Nadine Fladd, an EMiC doctoral fellow at the University of Western Ontario, is in the midst of writing her dissertation. Her project, “Transnational Conversations: The New Yorker and Canadian Short Story Writers,” explores Canadian short-story writers’ relationships with their editors at The New Yorker magazine. Nadine focusses on the publication histories of stories by Morley Callaghan, Mavis Gallant, and Alice Munro in the esteemed American institution.
In delineating these authors’ relationships to editors, publishing institutions, and discourses of nationalism, Nadine hopes to reveal the implications of the changing relations of literary production between Canada and the United States throughout the twentieth century. In particular, she is interested in examining the development of the Canadian short story, and the influence Callaghan, Gallant, and Munro had both on the celebrated and geographically specific publication The New Yorker, and on American letters more generally.
The most difficult challenge Nadine has faced so far has been tracking down and accessing the archival materials necessary for the completion of her project. In order to complete her research, Nadine consulted archives in Toronto, Ottawa, New York, and Calgary. While she has enjoyed travelling to the various cities, her project would have moved more quickly — and been less expensive to complete — if she had been able to access the archival materials digitally from her home institution.
Having completed rough drafts of all of the chapters in her dissertation, Nadine is currently working on revisions so that she can submit her dissertation. Time seems to be her biggest obstacle at this point: right now, Nadine must schedule her revision work around her full teaching load and commuting between Laurentian University’s Barrie campus and Humber College in Toronto.
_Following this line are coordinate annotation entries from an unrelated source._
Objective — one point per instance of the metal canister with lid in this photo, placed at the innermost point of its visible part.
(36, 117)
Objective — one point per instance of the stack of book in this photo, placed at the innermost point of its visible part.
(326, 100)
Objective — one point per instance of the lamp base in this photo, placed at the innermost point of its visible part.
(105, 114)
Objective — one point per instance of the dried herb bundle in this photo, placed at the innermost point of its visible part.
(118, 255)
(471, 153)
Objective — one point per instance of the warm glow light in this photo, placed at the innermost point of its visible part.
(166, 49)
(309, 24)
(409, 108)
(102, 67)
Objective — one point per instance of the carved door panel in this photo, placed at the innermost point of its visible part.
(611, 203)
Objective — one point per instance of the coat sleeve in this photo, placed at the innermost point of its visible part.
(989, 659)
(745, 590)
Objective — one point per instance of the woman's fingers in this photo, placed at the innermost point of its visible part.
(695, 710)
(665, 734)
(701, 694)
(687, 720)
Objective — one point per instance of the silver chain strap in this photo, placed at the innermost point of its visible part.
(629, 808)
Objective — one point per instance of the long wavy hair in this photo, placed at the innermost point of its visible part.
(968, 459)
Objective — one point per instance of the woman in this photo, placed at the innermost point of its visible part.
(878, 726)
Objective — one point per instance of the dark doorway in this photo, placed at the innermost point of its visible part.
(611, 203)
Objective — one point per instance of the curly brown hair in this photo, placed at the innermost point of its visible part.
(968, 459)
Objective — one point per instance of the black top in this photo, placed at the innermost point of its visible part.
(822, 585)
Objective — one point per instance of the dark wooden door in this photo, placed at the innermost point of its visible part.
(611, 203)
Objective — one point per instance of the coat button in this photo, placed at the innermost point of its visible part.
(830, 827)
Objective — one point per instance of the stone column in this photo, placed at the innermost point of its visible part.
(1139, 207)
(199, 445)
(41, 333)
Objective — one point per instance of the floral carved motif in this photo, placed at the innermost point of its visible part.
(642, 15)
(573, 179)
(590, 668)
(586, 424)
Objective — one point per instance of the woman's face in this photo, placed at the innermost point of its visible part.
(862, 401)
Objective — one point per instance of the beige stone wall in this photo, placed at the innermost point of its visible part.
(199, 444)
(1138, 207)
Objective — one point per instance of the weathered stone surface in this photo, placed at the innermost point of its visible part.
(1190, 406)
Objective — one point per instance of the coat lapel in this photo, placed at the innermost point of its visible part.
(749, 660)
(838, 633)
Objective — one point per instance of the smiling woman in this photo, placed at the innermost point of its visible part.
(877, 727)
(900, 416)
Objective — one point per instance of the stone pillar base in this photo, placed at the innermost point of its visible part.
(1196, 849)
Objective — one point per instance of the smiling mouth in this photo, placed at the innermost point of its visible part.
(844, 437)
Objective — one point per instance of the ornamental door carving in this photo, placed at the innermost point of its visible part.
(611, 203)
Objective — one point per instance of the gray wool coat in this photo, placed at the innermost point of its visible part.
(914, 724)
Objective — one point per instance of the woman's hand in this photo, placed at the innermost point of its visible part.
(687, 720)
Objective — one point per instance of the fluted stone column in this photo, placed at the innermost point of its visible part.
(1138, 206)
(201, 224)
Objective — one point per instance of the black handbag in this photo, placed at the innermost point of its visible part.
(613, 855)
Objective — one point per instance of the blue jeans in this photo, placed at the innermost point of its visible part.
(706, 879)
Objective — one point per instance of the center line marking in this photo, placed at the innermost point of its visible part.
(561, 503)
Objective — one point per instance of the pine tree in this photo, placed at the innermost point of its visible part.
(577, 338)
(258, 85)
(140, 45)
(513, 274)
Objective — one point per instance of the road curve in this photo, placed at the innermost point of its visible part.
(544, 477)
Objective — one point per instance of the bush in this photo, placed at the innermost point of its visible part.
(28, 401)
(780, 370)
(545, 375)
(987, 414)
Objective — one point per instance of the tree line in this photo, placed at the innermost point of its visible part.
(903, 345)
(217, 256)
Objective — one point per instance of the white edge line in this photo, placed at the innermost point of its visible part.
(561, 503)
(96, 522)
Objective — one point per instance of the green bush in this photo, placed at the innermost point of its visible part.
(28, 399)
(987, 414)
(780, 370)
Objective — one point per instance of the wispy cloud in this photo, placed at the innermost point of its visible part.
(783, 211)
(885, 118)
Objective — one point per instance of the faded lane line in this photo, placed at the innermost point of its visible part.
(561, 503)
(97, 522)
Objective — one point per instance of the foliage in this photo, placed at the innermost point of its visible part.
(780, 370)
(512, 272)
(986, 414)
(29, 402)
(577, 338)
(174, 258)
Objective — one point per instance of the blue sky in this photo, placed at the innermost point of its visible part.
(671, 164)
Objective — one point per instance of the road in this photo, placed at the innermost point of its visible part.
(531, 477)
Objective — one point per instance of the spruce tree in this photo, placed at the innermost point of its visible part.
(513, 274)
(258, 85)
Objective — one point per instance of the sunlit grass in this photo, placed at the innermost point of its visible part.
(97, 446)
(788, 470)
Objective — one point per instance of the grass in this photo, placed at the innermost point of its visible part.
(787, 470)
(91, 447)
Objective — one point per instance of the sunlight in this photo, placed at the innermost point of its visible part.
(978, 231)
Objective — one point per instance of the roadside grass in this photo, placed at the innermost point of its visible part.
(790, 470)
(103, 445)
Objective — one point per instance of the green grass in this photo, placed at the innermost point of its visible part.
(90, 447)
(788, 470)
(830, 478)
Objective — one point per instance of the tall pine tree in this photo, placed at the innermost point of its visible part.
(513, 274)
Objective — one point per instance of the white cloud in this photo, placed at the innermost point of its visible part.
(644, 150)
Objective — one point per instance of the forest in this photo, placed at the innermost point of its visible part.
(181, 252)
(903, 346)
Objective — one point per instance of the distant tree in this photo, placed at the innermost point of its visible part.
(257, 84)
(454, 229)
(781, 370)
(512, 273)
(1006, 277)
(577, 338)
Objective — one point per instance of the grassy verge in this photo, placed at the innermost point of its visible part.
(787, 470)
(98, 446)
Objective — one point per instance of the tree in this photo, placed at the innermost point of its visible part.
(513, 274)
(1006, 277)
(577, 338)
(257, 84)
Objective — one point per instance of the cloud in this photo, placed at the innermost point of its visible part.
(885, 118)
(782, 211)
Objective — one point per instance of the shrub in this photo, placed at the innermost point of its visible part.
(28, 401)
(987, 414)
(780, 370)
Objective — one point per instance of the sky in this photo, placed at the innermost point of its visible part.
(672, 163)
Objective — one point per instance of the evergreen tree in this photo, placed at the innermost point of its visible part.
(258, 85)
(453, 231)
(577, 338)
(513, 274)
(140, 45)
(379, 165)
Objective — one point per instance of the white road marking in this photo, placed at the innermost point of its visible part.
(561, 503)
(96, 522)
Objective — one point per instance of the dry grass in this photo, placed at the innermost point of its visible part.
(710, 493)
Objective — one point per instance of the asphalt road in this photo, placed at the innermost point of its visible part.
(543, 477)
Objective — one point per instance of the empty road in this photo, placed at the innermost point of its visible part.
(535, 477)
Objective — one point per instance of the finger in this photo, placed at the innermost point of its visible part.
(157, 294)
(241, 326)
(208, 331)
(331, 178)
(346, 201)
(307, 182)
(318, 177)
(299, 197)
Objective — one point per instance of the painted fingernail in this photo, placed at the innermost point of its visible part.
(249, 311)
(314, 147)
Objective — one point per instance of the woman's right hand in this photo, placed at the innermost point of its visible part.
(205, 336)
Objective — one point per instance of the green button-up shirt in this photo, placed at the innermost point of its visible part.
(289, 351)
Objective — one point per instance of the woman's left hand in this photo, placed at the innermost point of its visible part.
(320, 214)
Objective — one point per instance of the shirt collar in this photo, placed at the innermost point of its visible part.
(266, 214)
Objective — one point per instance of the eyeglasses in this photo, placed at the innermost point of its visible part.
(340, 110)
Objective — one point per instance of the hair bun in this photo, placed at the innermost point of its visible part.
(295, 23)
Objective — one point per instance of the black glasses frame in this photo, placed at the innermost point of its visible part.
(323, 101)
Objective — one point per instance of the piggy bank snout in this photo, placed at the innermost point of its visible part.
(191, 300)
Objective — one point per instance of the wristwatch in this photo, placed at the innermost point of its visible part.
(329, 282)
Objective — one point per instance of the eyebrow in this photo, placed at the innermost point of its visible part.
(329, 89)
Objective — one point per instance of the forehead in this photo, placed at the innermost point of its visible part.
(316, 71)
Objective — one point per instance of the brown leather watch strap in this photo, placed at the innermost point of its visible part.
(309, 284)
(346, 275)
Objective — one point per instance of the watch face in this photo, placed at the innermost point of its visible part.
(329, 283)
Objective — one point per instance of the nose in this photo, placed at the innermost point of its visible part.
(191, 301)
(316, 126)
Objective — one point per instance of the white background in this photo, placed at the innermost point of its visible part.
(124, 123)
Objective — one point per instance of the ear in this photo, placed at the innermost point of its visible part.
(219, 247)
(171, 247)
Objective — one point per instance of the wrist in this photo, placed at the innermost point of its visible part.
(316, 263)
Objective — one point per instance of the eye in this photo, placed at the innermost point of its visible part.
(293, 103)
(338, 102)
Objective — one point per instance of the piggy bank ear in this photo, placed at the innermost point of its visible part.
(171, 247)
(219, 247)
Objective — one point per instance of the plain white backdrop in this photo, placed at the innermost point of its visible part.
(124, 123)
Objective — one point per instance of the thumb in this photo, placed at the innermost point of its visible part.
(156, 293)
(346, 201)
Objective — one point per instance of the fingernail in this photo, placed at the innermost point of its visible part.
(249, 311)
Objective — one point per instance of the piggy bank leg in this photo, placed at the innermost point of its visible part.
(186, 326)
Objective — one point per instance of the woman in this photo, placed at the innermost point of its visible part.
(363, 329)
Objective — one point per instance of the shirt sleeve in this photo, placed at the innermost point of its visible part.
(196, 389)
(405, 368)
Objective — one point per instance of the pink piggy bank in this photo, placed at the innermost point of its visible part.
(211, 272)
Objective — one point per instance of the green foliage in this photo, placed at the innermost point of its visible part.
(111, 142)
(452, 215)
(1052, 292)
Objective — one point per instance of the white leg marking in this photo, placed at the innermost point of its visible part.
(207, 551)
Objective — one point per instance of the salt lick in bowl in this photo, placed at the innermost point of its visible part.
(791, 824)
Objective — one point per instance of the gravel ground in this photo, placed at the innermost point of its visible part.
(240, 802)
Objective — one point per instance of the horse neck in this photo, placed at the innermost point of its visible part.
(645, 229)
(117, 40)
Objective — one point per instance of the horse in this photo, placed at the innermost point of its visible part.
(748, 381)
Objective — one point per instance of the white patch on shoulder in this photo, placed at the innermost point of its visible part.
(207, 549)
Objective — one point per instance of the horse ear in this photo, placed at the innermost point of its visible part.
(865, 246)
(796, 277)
Over its development, and thanks in part to the influence of EMiC events such as the Exile’s Return Colloquium in Paris this past summer, Nadine has shifted the focus of her project. Originally, she envisioned her project as being concerned primarily with issues of nation and national identity in both Canada and the United States. As her archival research progressed, however, Nadine’s project became much more focussed on textual studies. Both her Munro and Callaghan chapters focus on issues of collaboration, reception, and revision more than they focus on nation and nationalism, which were her planned foci. Instead, Nadine provides close readings for various versions of the same stories and their (different) intended audiences. In the future, Nadine would like to see the various versions of these stories available side-by-side — perhaps in a digital format — so that other scholars and students can appreciate and interpret the differences between the iterations.